Ahora dudaba. Veía con claridad que, tras la euforia callejera manifestada por la izquierda histórica en el setenta y cinco y parte del setenta y seis, ahora jugaba a la contra. Sus militantes, la gente de base, empezaban a acusar el cansancio en vista de los pactos de los partidos y las sindicales con la derecha representada por Suárez y su Gobierno. El desencanto cundía, además, porque los líderes más cualificados tenían cubierto puesto en la mesa del comedor de gala del Palacio de Oriente. ¿Hacia dónde iba d país? ¿No daría la vida de los españoles un giro de ciento ochenta grados y volverían todos al rosario en familia y al ejercicio espiritual? ¿No habría sido todo un espejismo de libertad y se volvería al dirigismo de las mentes y de las conciencias? En tal caso, ¿qué podían hacer los que como él vivían con una mujer que no era la suya? ¿No serían de nuevo desplazados, discriminados por «las personas decentes», hasta convertirse su vida en un infierno?

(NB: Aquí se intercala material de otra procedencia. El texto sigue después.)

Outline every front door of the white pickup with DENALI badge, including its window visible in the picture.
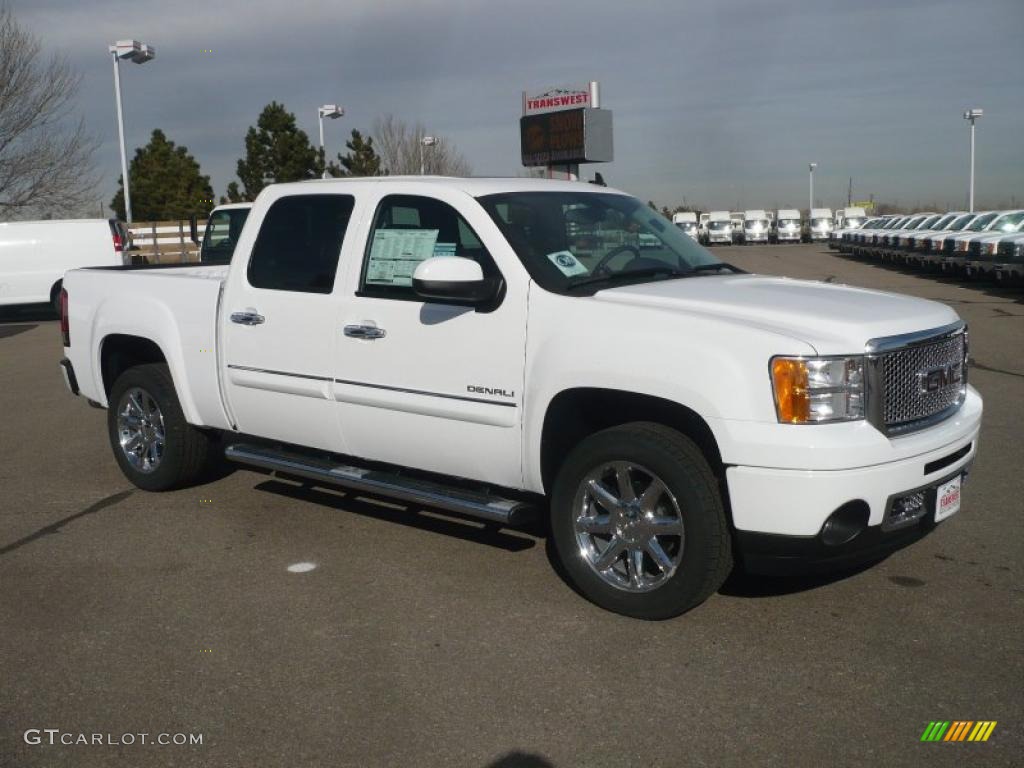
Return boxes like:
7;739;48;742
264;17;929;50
334;187;528;486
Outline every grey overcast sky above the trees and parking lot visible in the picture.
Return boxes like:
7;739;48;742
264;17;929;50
8;0;1024;214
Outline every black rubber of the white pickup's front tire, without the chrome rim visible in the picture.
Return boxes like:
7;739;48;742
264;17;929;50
551;422;732;620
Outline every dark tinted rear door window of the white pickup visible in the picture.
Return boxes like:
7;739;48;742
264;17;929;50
249;195;354;293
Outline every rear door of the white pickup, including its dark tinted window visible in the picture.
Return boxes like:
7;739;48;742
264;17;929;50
220;193;356;453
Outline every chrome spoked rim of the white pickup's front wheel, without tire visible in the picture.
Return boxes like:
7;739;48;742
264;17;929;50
573;462;684;592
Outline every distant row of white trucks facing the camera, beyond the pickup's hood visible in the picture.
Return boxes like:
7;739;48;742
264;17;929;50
672;207;865;246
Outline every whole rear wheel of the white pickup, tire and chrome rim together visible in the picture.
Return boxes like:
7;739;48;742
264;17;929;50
106;362;217;490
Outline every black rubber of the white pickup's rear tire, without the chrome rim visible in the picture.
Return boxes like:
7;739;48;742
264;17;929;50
106;362;218;490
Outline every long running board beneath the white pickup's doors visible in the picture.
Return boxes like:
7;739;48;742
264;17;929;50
224;443;535;525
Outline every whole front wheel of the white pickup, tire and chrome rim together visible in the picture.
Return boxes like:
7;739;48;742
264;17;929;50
551;422;732;620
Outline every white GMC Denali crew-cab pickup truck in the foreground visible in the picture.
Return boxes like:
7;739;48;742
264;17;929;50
60;177;982;618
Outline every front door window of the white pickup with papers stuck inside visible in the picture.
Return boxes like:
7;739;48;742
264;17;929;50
359;195;498;301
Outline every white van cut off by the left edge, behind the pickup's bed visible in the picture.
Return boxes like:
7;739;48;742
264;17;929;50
0;219;130;310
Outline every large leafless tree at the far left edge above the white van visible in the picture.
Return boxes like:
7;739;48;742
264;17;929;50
0;6;97;219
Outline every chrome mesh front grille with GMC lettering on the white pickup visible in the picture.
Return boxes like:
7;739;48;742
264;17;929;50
867;323;967;434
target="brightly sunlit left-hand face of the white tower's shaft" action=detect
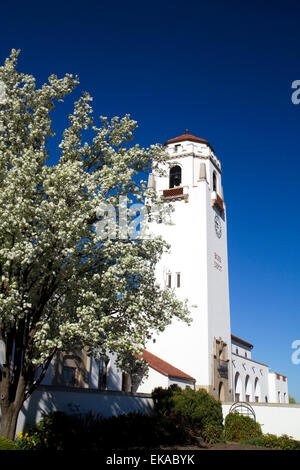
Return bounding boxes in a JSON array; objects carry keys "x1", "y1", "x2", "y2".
[{"x1": 147, "y1": 176, "x2": 209, "y2": 384}]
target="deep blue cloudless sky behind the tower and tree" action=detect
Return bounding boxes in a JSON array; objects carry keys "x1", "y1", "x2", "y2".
[{"x1": 0, "y1": 0, "x2": 300, "y2": 402}]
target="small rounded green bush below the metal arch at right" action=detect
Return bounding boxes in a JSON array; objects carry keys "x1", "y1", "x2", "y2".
[{"x1": 225, "y1": 412, "x2": 262, "y2": 442}]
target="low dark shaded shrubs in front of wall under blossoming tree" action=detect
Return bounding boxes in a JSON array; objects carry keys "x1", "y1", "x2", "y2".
[{"x1": 17, "y1": 411, "x2": 189, "y2": 451}]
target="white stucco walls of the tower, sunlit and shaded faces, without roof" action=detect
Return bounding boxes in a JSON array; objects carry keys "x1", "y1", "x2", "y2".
[{"x1": 147, "y1": 142, "x2": 231, "y2": 392}]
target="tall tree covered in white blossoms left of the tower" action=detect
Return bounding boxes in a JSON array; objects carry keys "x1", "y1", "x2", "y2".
[{"x1": 0, "y1": 50, "x2": 188, "y2": 439}]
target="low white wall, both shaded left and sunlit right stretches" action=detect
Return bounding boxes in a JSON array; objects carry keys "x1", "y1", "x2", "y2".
[{"x1": 7, "y1": 386, "x2": 300, "y2": 440}]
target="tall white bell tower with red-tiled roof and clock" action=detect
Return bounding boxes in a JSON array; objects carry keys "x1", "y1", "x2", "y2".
[{"x1": 147, "y1": 131, "x2": 232, "y2": 400}]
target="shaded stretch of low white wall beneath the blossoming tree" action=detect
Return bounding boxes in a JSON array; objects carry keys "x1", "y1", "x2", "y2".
[{"x1": 17, "y1": 386, "x2": 153, "y2": 433}]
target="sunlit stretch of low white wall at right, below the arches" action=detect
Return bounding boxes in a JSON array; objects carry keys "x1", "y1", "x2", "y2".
[{"x1": 222, "y1": 403, "x2": 300, "y2": 440}]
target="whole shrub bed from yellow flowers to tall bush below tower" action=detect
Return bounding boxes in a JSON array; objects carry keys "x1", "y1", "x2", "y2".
[{"x1": 17, "y1": 385, "x2": 223, "y2": 451}]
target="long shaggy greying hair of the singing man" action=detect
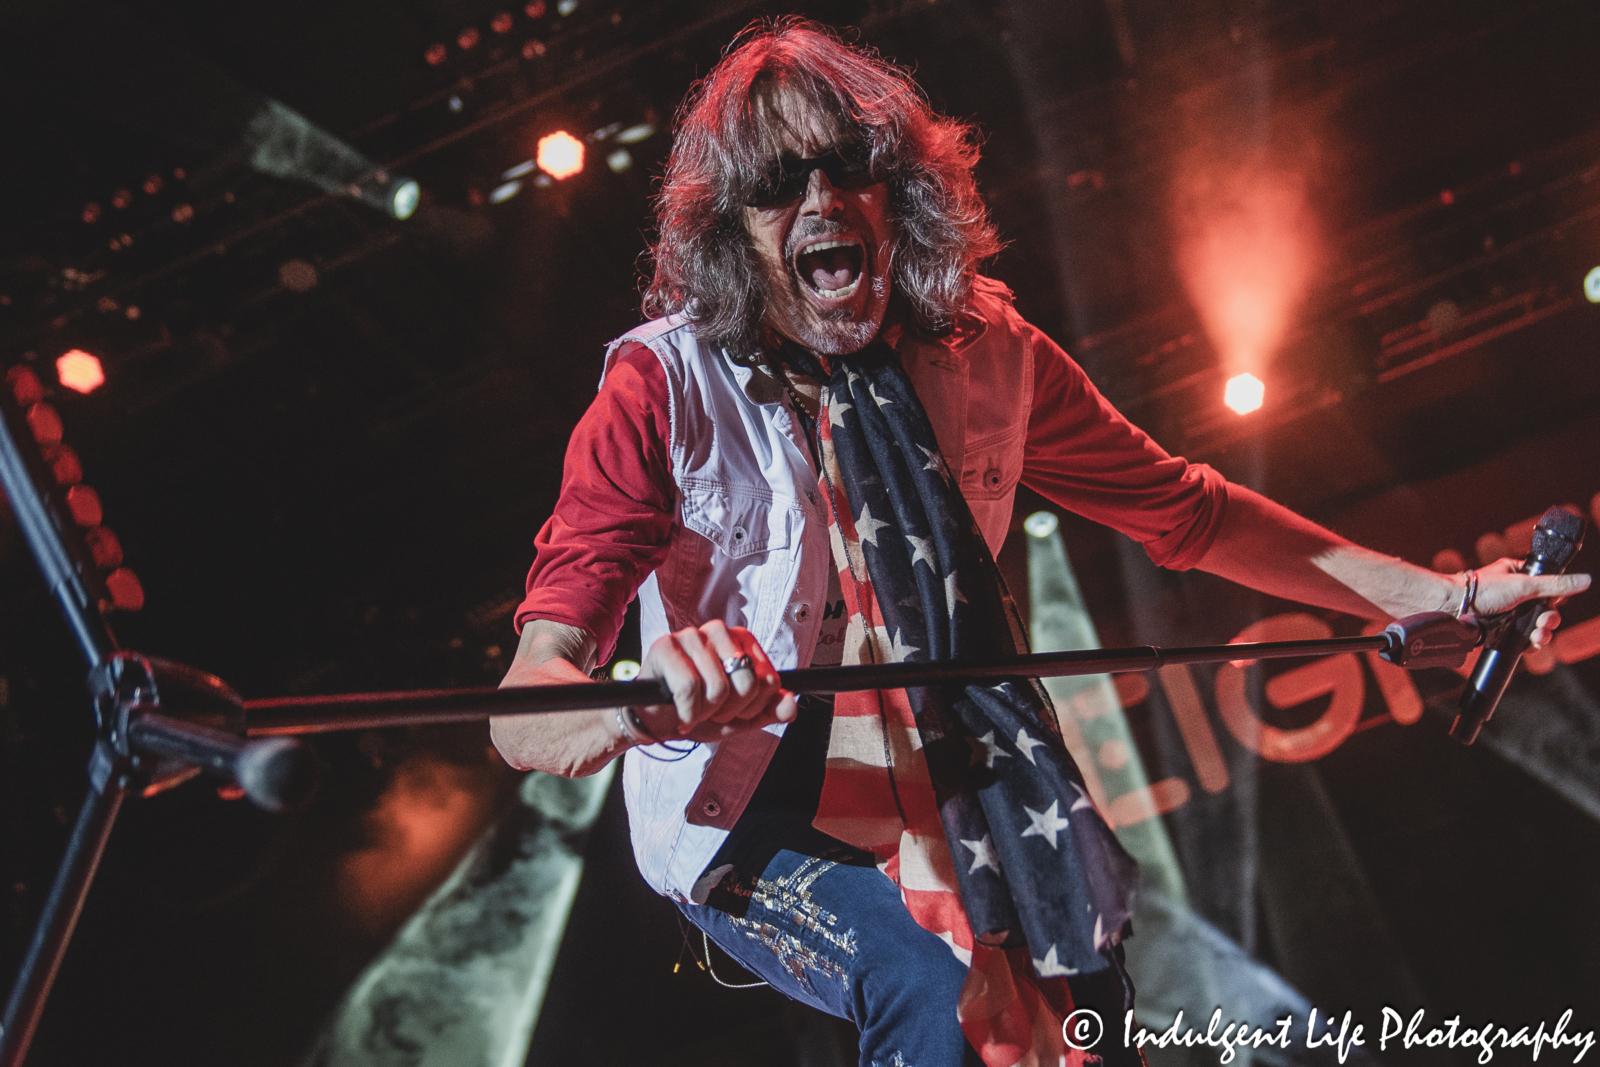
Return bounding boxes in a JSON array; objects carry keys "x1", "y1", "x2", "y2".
[{"x1": 645, "y1": 18, "x2": 1000, "y2": 363}]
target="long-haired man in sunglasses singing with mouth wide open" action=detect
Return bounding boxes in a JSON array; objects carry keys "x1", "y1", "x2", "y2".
[{"x1": 493, "y1": 21, "x2": 1589, "y2": 1067}]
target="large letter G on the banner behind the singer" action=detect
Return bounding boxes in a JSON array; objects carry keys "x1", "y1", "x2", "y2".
[{"x1": 1216, "y1": 613, "x2": 1366, "y2": 763}]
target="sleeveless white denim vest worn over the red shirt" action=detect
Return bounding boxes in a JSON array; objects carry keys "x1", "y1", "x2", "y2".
[{"x1": 606, "y1": 278, "x2": 1034, "y2": 902}]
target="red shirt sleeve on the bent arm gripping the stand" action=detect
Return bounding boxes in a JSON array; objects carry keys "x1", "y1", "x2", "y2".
[{"x1": 517, "y1": 344, "x2": 677, "y2": 662}]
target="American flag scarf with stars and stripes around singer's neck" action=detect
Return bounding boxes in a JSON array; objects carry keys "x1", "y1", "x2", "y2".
[{"x1": 782, "y1": 341, "x2": 1138, "y2": 1067}]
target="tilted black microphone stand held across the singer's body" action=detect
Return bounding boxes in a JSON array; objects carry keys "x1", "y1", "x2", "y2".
[{"x1": 0, "y1": 379, "x2": 1482, "y2": 1067}]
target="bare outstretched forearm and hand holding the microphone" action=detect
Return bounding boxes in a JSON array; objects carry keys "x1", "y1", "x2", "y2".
[{"x1": 1198, "y1": 485, "x2": 1589, "y2": 645}]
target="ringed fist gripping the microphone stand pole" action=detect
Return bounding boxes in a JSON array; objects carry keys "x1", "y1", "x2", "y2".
[{"x1": 634, "y1": 619, "x2": 798, "y2": 741}]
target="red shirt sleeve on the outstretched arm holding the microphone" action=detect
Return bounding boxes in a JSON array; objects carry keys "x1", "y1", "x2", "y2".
[{"x1": 1022, "y1": 326, "x2": 1229, "y2": 569}]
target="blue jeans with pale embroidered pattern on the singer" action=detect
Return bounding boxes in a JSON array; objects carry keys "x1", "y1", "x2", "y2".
[{"x1": 678, "y1": 811, "x2": 982, "y2": 1067}]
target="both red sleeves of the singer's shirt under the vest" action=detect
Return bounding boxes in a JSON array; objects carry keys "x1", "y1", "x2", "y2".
[{"x1": 517, "y1": 330, "x2": 1227, "y2": 662}]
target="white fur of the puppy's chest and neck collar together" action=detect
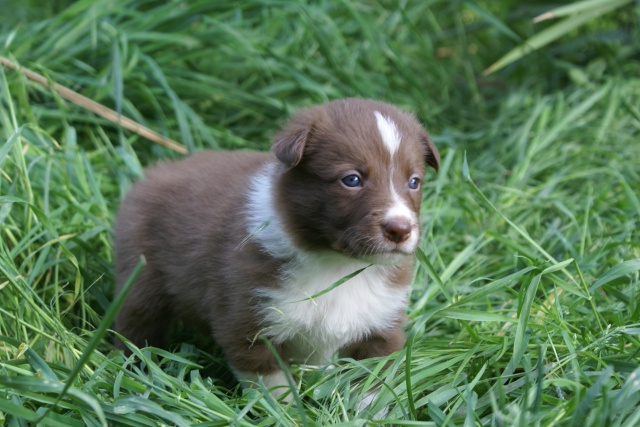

El cambio, o la predisposición a el, lo notaba Alejandro hasta en las sutiles insinuaciones de Eulalia. Ahora hablaba de la nueva moda. Decía, con ese tacto que segrega la educación burguesa, que la moda se había hecho más conservadora. Y los gustos. Y las canciones. Sugería la conveniencia de cambiar de imagen. Así los hijos volverían al redil, Y contribuirían a que las aguas retornaran a su cauce.

El zumbido de los reactores taladraba sus oídos. Alejandro notó que el «DC-9»; perdía altura. Se había encendido el letrerito rojo y la voz de la azafata se oía a través del altavoz rogando a los pasajeros que abrocharan sus cinturones y olvidaran el pitillo. Todos sus problemas parecían haberse refugiado en su estómago cuando el aparato soltó el tren de aterrizaje. Alejandro cerró los ojos e hizo una profunda inspiración. Y en aquel instante, sin proponérselo, vio a Lolita, la novia de su hermano Juan cincuenta años antes. Era una muchacha rubia de piel muy blanca. Espigada. Llevaba un sencillo vestido rosa pegado al cuerpo, con la falda tres dedos sobre la rodilla. El vestido, liso, resaltaba sus menudos senos de adolescente. Se ceñía a su vientre y levantaba por detrás una incitante grupa con la raya de las nalgas marcada en medio. Lolita tenía las pantorrillas llenas y sonrosadas y caminaba dando saltitos como si fuera un pájaro.

En seguida que bajó del autocar divisó a su hermano Carlos. Había engordado mucho desde la última vez que lo vio y estaba completamente calvo. Por un instante, fue como si hubiera visto la cara de su difunto padre, el capitán Alejandro Acosta.